Sr. Presidente, do nosso ponto de vista, a questão que está colocada leva até às últimas consequências o significado e as decorrências desta deliberação aprovada na Comissão de Assuntos Constitucionais, Direitos, Liberdades e Garantias e a que não entremos num debate que não vai ter a sua sequência normal porque, depois dele ter lugar, depois de eventualmente os grupos parlamentares e o Governo manifestarem aqui as suas posições, os diplomas vão ser discutidos pelas organizações sociais respectivas e só posteriormente a isso é que estarão em condições de ser votados na generalidade.
Para além dos problemas legais que há pouco referi, creio que este não é um processo que possa e venha dignificar o trabalho da Assembleia da República, designadamente em matérias deste género.

Vozes do PCP: - Muito bem!

O Sr.
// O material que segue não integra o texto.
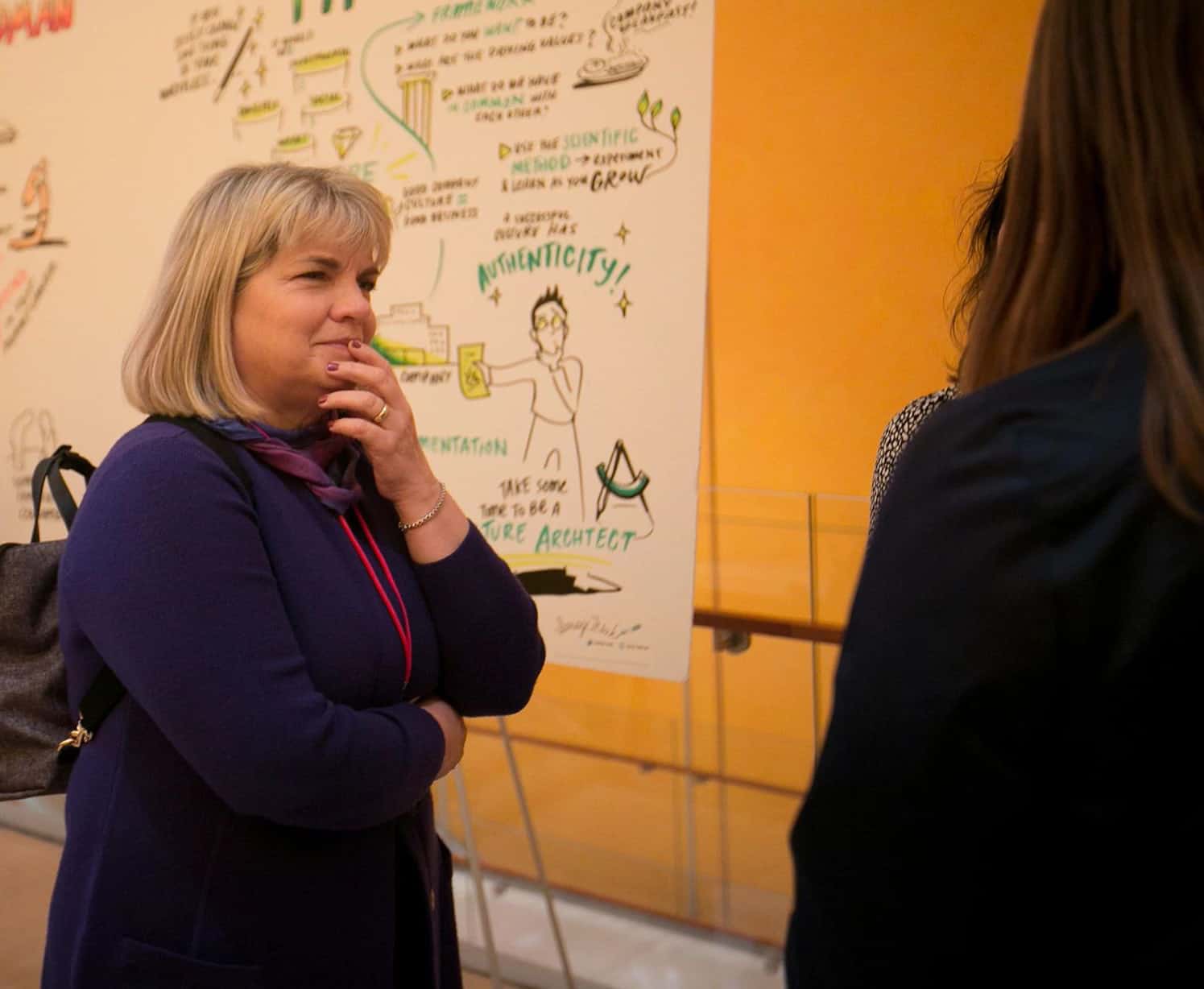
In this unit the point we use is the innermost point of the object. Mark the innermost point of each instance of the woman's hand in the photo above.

Presidente: - Sr. Deputado, longe de mim subalternizar a sua memória à minha; antes pelo contrário.
Quero lembrar-lhe que o que se passou na Conferência dos Representantes dos Grupos Parlamentares foi diferente daquilo que disse. Surgiu a dúvida de saber se neste caso se exigia ou não a prévia consulta aos sindicatos dos trabalhadores. Pronunciámo-nos genericamente no sentido de que provavelmente isso deveria ser feito, mas não houve uma certeza. Foi, então, apresentada uma proposta, que obteve consenso, para que estes diplomas baixassem à comissão sem votação para, dessa forma, poder dar-se cumprimento a esse direito fundamental dos trabalhadores. Reconheço, no entanto, que seria mais lógico e mais razoável que a própria discussão na generalidade não precedesse essa consulta. Estou de acordo com isso, mas o consenso estabelecido na Conferência dos Representantes dos Grupos Parlamentares foi esse e não outro, mas se quiserem formar outro terei muito gosto em sobrepô-lo ao inicialmente firmado. Enquanto estiver vinculado ao consenso estabelecido não posso tomar outra atitude que não seja a de dar a palavra a quem a pedir.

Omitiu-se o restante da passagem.